GitHub - altalt-org/Lightning-SimulWhisper: An MLX/CoreML implementation of SimulStreaming. ~15x increase in performance

altalt-org
2025.11.09
·GitHub·by Anonymous
#MLX#CoreML#Whisper#Speech Recognition#Apple Silicon

Key Points

  • 1Lightning-SimulWhisper is an MLX/CoreML implementation of SimulStreaming for real-time local transcriptions on Apple Silicon, offering substantial performance and power efficiency improvements.
  • 2It leverages a hybrid architecture, using a CoreML encoder for up to 18x faster encoding on the Neural Engine and an MLX decoder for up to 15x faster decoding, employing the AlignAtt policy for simultaneous speech recognition.
  • 3This optimized design enables real-time execution of larger Whisper models (e.g., medium, large-v3-turbo) on Apple Silicon devices with significantly lower power consumption compared to MLX-only solutions.

Lightning-SimulWhisper is a high-performance, real-time local transcription system optimized for Apple Silicon devices, leveraging Apple's MLX machine learning framework and CoreML. It specifically implements the Whisper model for simultaneous speech recognition, adopting the AlignAtt policy for efficient streaming. The project distinguishes itself by eliminating PyTorch dependencies and achieving substantial speed and power efficiency improvements.

The core methodology employs a hybrid architectural approach to optimize different stages of the Whisper pipeline:

  1. Audio Input Processing: The initial audio input (16kHz mono) is first processed by MLX to generate the Mel Spectrogram.
  2. CoreML Encoder Acceleration: This is the pivotal optimization. The encoder component of the Whisper model is offloaded to CoreML, utilizing the whisper.cpp integration to harness Apple's Neural Engine (ANE). This dramatically accelerates the most computationally intensive part of the model, yielding up to an 18x speedup for encoding compared to traditional implementations. The output encoder features are then converted from CoreML's format back into MLX tensors.
  3. MLX Decoder Implementation: The decoding phase runs entirely on MLX. This allows for flexible and fine-grained control over the decoding process, including the implementation of the AlignAtt policy, which is a state-of-the-art strategy for simultaneous decoding in real-time. The MLX decoder demonstrates up to a 15x speedup compared to PyTorch-based implementations, further contributing to overall performance.
  4. Transcription Output: The decoded tokens are then assembled into the final transcription.

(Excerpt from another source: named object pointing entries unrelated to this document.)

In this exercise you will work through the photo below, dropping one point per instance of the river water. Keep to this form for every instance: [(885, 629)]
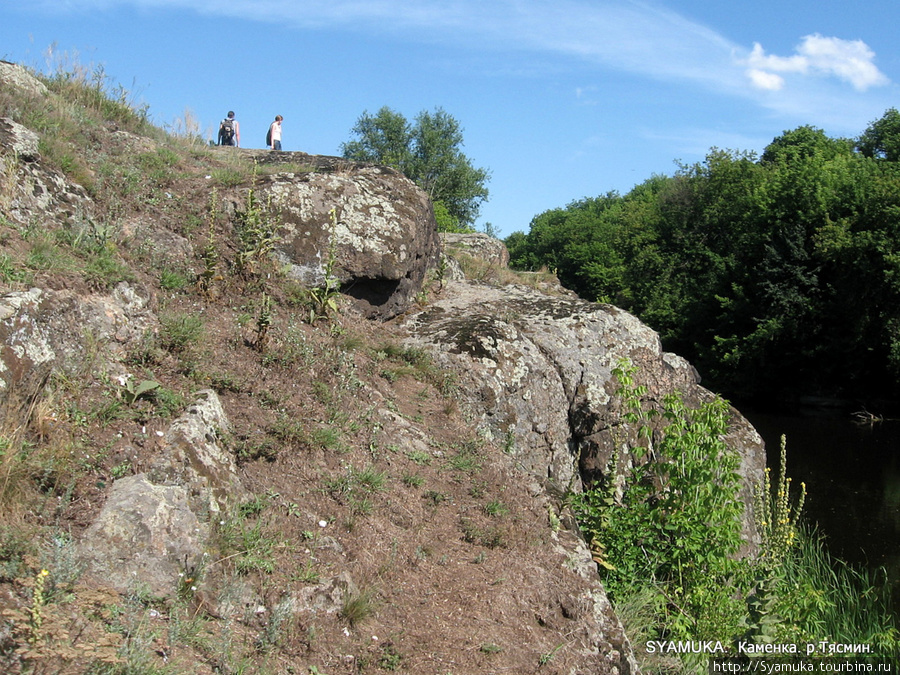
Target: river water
[(852, 475)]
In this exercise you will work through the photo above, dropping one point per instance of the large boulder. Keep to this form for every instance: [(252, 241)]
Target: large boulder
[(42, 330), (370, 227), (145, 537), (194, 456), (539, 370), (155, 526)]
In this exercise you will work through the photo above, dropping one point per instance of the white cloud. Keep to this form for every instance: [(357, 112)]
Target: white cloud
[(849, 60), (765, 80), (634, 36)]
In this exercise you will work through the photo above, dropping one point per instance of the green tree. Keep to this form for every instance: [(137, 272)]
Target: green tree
[(429, 152), (385, 138), (882, 138)]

This hybrid architecture, where the compute-heavy encoder utilizes the Neural Engine via CoreML for unparalleled speed and power efficiency, and the flexible decoder leverages MLX's native Apple Silicon optimizations, enables real-time transcription even with larger Whisper models (e.g., medium, large-v3-turbo) on devices like the M2 MacBook Pro. The use of CoreML for encoding significantly reduces power consumption compared to MLX-only implementations.

Key features include:

  • Native Apple Silicon optimization with MLX and CoreML.
  • Up to 18x encoder speedup via CoreML and Apple Neural Engine.
  • Up to 15x decoder speedup via MLX.
  • Implementation of the AlignAtt policy for simultaneous decoding.
  • Support for various Whisper model sizes (tiny, base, small, medium, large-v1/v2/v3).
  • Configurable beam search decoding (e.g., --beams 3).
  • Real-time streaming capabilities from both audio files (simulation) and live microphone input.
  • Integration with CIF (Continuous Integrate and Fire) models for improved word boundary detection (e.g., --cif_ckpt_path cif_model/medium.npz).
  • Optional Voice Activity Detection (VAD) using Silero (requires torchaudio).